[WikiEN-l] Grandfathering: an initiative to deprecate the spread of userboxes that are divisive

Tony Sidaway f.crdfa at gmail.com
Sat Jan 21 20:31:13 UTC 2006


I welcome Jimbo's forthright statement that "political or, more
broadly, polemical, nature are bad for the project", and his
thoughtful and considerate request that editors contemplate helping to
reduce the userbox culture by "simply removing your
political/religious/etc. userboxes and asking others to do the same.
This seems to me to be the best way to quickly and easily end the
userbox wars."

I know this is going to meet resistance, so I'm trying to think of a
way in which those who think that expressing their opinions on their
userpages helps wikipedia and have so far chosen to do so using
userboxes, can be asked to do so in a way that doesn't contribute to
the very divisive culture that has ground up specifically around
userboxes.

I've come up with a suggestion as follows:

1. that if he disagrees with Jimbo's request, the user should instead
consider using the subst command to place the content of the template
directly into  his userpage. This would reduce the "viral"
transmission of userboxes somewhat and, for the user, it would have
the benefit of divorcing the fate of parts of his userpage from the
fate of individual userboxes--whether editing or deletion.

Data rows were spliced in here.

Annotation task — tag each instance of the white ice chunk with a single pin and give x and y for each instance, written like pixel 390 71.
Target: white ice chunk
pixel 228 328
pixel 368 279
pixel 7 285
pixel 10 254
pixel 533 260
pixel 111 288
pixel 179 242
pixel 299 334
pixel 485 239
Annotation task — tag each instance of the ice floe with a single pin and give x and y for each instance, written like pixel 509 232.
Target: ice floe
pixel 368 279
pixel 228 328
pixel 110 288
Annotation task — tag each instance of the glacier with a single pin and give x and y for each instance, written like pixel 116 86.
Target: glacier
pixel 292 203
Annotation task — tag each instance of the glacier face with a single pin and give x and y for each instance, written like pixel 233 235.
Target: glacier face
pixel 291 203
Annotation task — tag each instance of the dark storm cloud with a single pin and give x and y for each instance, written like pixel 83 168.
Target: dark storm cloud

2. that having done this, he should take the opportunity to edit the
text so that it more precisely expresses his individual views.  In my
opinion this would be more in keeping with the *good* effects of
userboxes in enabling self-expression, while being more in keeping
with the principle that Wikipedia is a wiki in which we edit content,
and not a cookie-cutter website in which we reduce our complex beliefs
as individuals into regimented blocs that serve no purpose but to
emphasize the cultural divisions.

I think of this as "grandfathering".  Ultimately we should be able to
foster a benign culture of fearless expression of our editorial
biases, without enabling the  subversion of our relatively fragile
neutrality principle by alliances between single-issue
campaigners--however justifiable they may feel this subversion to be.